The paper said PiS leader Jarosław Kaczyński had “refrained from congratulating” election winner Peter Magyar, but knew that Orban’s defeat could affect “the dynamics of sovereigntists in Poland”, where attention is already turning to next year’s parliamentary vote.
According to the newspaper, the end of Orban’s rule put PiS in an awkward position, as its support for the Hungarian leader “did not produce the expected result”, nor did Polish President Karol Nawrocki’s official visit to Budapest a month before the election.
Die Zeit said Orban was not the only loser in the Hungarian election.
“The conclusion is clear”, the paper wrote. “If someone like Orban can lose power, even though he controlled almost all media, associations and universities, created an electoral system favorable to his party, and was backed by Trump, Putin, Xi and Israeli Prime Minister Benjamin Netanyahu, then others can do it too”.

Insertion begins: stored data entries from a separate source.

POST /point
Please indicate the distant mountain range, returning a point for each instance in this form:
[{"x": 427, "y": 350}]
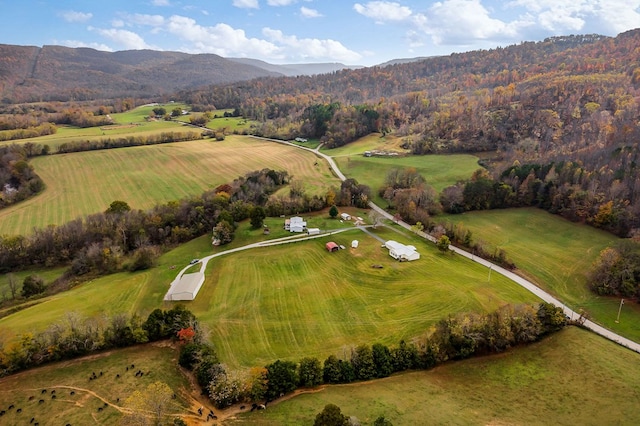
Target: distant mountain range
[
  {"x": 291, "y": 70},
  {"x": 56, "y": 73}
]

The weekly said Orban’s defeat showed that the global turn toward the populist right, built on an alliance with U.S. President Donald Trump, could be halted and that liberals were not doomed.
For the pro-Trump MAGA movement and Europe’s far right, Budapest had been a “pilgrimage destination, Disneyland and laboratory of values of the international new right”, Die Zeit wrote, describing it as “white, national, Christian, family-friendly and anti-liberal”.
But the paper said “right-authoritarian glamour is losing its shine” and argued that leaders who align themselves with Trump risk electoral defeat.
It added that Hungary’s example showed the most effective answer to the far right did not have to come from the left. Magyar won, it said, because he was a conservative who kept his distance from pride parades, took a critical stance on migration, and valued checks and balances, the rule of law, decency and proper use of taxpayers’ money.